The trial of Sankara’s alleged killers will resume on Wednesday. It was due to restart in the capital Ouagadougou on Monday but was suspended after civil parties said it should not go ahead pending “judicial normalisation” by the junta.
“We do not want a trial (with) flaws,” lawyer Prosper Farama, representing the Sankara family, said earlier.
The trial opened last October and has been closely followed by the Burkinabe public.
It has been showcased as the chance to shed light on one of the murkiest chapters in the troubled country’s history.
Revered among African radicals, Sankara was an army captain aged just 33 when he came to power in a coup in 1983.
The fiery Marxist-Leninist railed against imperialism and colonialism, often angering Western leaders but gaining followers across the continent and beyond.
He and 12 of his colleagues were gunned down by a hit squad on October 15, 1987, at a meeting of the ruling National Revolutionary Council.
Their assassination coincided with a coup that brought Sankara’s erstwhile comrade-in-arms, Blaise Compaore, to power.
Compaore ruled for 27 years before being deposed by a popular uprising in 2014 and fleeing to the neighbouring Ivory Coast.

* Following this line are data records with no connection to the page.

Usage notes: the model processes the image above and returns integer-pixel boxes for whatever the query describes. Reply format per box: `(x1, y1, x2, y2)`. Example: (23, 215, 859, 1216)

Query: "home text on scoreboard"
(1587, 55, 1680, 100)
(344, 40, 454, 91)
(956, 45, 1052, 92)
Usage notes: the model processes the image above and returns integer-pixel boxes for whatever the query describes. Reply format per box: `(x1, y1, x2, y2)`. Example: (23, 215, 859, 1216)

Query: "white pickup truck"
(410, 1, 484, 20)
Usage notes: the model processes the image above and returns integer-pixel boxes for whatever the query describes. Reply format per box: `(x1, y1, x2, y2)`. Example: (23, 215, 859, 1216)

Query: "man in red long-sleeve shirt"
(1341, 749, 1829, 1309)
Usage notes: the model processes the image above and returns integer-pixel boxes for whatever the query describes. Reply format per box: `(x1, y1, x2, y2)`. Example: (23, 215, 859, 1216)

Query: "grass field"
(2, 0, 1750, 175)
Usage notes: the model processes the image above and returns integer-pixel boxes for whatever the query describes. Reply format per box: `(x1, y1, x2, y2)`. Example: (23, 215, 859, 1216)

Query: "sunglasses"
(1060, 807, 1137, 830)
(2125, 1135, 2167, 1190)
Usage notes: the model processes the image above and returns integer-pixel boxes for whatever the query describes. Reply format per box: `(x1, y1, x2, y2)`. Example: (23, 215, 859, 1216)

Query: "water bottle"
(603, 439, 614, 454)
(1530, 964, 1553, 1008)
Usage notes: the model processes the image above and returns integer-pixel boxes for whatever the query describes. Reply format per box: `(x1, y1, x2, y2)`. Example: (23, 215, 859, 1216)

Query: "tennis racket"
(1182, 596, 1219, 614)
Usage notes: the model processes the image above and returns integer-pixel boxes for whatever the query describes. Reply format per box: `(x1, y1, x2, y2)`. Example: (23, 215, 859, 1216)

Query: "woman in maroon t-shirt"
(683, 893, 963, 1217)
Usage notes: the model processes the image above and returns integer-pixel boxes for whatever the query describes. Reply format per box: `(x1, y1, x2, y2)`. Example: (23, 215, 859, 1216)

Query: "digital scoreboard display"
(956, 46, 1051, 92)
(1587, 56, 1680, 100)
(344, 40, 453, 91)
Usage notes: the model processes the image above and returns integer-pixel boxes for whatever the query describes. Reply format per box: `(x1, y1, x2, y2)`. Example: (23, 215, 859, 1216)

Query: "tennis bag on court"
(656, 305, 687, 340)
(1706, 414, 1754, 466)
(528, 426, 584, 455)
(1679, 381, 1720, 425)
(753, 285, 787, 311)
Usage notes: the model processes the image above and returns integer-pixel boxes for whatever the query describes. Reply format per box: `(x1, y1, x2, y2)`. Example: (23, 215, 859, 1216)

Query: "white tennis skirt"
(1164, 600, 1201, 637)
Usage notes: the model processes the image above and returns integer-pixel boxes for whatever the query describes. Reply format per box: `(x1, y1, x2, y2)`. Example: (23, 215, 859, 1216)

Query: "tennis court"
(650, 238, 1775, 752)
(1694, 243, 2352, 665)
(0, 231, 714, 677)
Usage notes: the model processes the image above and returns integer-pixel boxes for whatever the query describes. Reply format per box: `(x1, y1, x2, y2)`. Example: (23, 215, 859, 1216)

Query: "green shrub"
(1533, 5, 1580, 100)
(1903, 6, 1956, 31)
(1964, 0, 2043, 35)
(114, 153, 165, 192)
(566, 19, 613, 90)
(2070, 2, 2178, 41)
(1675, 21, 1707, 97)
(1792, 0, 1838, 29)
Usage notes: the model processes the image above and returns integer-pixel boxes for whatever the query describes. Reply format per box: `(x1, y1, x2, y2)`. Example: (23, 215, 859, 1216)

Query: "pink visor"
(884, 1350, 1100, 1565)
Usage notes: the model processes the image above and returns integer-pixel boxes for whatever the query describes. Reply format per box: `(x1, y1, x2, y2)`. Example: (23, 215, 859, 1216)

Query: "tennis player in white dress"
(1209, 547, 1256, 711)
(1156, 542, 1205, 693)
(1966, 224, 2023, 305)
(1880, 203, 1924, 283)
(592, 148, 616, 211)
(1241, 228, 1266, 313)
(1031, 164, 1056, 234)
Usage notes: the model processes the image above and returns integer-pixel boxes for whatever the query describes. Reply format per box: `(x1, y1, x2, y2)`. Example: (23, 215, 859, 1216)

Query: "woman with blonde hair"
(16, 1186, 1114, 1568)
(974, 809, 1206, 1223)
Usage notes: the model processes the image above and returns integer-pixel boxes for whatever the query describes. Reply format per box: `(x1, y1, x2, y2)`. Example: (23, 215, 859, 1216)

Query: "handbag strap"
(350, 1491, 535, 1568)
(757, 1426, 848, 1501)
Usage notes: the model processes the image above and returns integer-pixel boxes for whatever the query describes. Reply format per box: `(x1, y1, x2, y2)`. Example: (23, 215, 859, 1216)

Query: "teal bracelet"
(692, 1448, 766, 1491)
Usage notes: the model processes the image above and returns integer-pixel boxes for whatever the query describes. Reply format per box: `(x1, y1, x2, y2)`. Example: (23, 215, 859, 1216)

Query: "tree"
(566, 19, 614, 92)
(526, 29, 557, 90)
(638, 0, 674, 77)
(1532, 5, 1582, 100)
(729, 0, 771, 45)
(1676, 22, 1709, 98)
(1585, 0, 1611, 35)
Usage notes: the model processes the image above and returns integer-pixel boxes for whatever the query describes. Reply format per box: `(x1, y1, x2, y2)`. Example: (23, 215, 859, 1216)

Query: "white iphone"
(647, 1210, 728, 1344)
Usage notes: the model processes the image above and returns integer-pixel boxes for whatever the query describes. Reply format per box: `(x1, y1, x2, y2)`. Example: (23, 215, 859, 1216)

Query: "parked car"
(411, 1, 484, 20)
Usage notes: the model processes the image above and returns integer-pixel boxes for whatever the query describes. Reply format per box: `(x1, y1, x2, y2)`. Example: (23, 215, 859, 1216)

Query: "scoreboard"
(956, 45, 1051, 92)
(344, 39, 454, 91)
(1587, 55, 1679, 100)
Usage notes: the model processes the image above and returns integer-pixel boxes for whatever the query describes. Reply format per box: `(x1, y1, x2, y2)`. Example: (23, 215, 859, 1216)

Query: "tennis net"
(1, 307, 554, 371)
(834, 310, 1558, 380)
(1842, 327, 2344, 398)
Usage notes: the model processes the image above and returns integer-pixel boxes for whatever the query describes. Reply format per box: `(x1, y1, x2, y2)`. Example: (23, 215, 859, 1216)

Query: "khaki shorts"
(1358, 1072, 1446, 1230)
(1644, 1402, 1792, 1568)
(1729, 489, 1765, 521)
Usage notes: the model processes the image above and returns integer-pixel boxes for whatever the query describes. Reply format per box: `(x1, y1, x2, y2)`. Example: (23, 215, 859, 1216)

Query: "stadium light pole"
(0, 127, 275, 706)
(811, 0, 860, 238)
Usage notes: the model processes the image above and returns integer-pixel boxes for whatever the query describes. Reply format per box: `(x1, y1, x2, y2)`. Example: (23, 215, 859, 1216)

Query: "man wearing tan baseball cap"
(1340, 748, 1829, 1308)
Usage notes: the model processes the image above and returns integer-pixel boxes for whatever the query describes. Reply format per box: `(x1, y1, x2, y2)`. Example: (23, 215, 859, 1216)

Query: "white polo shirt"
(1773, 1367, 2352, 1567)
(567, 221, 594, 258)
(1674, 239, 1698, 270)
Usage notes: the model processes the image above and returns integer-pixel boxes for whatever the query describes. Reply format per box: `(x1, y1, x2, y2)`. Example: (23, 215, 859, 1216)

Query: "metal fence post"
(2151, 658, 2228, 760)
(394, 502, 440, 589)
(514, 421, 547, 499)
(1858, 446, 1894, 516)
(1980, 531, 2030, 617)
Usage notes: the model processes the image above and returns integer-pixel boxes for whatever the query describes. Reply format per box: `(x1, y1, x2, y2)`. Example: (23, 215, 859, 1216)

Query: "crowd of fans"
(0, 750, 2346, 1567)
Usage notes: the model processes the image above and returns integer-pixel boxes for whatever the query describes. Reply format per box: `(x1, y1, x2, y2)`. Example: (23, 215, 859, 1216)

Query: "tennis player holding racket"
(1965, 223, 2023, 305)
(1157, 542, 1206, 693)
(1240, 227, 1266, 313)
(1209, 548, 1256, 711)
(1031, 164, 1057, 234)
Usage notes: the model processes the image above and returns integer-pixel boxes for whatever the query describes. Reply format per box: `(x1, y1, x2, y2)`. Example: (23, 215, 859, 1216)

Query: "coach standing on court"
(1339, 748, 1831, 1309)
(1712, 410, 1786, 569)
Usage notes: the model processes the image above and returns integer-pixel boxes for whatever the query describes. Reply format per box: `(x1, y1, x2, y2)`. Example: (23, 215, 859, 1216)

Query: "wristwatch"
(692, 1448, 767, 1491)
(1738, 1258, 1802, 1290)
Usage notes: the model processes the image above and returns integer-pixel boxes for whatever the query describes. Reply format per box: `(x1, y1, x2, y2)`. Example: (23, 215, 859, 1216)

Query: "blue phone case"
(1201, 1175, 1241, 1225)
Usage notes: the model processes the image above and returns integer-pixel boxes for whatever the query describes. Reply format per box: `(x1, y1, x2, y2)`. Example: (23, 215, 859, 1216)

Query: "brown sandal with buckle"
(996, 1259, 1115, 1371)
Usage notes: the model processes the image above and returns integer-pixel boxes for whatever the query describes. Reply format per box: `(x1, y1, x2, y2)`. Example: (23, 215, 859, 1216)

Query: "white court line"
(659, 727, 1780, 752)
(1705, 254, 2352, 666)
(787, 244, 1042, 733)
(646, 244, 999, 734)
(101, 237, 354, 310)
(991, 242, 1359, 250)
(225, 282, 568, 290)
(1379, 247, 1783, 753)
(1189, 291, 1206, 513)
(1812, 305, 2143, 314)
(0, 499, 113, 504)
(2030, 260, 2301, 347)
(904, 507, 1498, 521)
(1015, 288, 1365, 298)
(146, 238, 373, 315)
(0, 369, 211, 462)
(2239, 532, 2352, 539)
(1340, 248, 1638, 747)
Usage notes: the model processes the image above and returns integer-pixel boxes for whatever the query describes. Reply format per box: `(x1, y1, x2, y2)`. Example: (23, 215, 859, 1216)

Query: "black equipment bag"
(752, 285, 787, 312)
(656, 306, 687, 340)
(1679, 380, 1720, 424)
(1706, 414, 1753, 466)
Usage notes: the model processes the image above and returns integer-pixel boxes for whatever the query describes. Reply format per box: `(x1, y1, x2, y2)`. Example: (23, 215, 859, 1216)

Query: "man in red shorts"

Fourteen defendants are on trial, two of them in absentia, including Compaore.
Compaore and his former right-hand man General Gilbert Diendere are charged with harming state security, complicity in murder, concealing bodies and witness tampering.
Compaore has repeatedly denied entrenched suspicions among Burkinabe that he ordered Sankara’s killing, while Diendere has pleaded not guilty.
On January 24, mutinous soldiers overthrew Compaore’s elected successor, Roch Marc Christian Kabore, amid rising public anger at his failure to stem a bloody jihadist insurgency.
They set up a military junta that has dissolved the government and parliament and briefly suspended the constitution.
It had vowed to re-establish “constitutional order” within a “reasonable time”. It also pledged to guarantee the “independence” of the judicial system.
But Farama argued that the independence of the court was guaranteed by the constitution.
As a result, hearings in the court should be suspended since the constitution itself had been suspended, he maintained.